Brixton Beach – Roma Tearne

Brixton Beach is a difficult book to rate. It has a fantastic opening chapter and a powerful, poignant ending, but unfortunately the rest of the book is a bit forgettable.

The book opens with an emotionally charged glimpse at the London tube bombings of 2005 in which 56 people were killed. I wasn’t surprised to see a quote from Chris Cleave on the back of the book (‘Heartfelt and timely’) as the opening chapter was reminiscent of his wonderful book, The Other Hand.
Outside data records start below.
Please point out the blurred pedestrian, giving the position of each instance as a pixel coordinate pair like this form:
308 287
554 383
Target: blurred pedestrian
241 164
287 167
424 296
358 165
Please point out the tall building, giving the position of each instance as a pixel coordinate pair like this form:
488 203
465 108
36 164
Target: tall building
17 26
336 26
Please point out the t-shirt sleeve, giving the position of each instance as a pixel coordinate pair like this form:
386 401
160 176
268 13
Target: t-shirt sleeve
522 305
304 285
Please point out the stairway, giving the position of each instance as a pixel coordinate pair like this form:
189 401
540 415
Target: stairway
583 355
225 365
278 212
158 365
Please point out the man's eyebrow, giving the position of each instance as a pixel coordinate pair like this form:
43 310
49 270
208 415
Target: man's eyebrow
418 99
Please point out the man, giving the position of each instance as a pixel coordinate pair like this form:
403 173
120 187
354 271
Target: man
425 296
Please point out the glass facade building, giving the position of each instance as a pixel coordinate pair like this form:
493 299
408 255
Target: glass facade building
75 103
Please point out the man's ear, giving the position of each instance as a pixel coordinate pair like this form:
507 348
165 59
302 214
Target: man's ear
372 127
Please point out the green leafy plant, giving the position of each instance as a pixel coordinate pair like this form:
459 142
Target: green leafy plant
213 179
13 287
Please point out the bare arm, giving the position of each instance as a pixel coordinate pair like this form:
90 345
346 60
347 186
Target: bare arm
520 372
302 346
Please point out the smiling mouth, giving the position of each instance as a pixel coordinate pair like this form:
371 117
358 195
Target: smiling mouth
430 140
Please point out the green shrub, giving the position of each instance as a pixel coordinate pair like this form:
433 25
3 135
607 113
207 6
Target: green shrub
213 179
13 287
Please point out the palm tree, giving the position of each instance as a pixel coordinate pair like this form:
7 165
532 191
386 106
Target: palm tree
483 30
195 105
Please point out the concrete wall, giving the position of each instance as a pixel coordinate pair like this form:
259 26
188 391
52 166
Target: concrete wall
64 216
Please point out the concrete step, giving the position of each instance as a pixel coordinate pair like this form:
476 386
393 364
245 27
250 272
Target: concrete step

Unfortunately, the plot went downhill very quickly. The second chapter was so quiet in comparison that I was left feeling a bit let down and lost. The setting changed to a quiet Sri Lankan village and followed a young girl as she grew up. The fact that her father was of Tamil descent meant that her family was threatened by violence and so they decided to emigrate to the safety of London. This whole section was OK, but I have read about the difficulties of immigration so many times that I have lost interest.Well someone found in a situation like wise they should contact with Las Vegas immigration lawyer cause they can handle the things wisely. This book didn’t offer any new insights on the situation, despite the fact that Sri Lanka isn’t a country I’ve read about before. By Going Here you will get the best immigration attorney. Ask about his/her background with your specific situation, outcomes in those cases, and for references from previous clients and other immigration attorneys. Don’t assume that all lawyers know immigration law, because most don’t. It’s a very specialized niche practice. Someone with a general law practice probably does not have sufficient immigration experience – this is a practice area for specialists. Unless you are appearing in immigration court defensively, you should pay a flat fee, rather than hourly.  Las Vegas employment immigration lawyer helps you in the immigration attorney. Don’t assume that a big firm means competence with immigration. Outside of business immigration (my specialty), the most competent immigration attorneys tend to work in small- or mid-sized firms. Don’t assume that an attorney who speaks your language is competent. A lot of shoddy lawyers prey on the inherent trust of their ethnic or language communities. Get a second opinion – it’s worth another consultation fee.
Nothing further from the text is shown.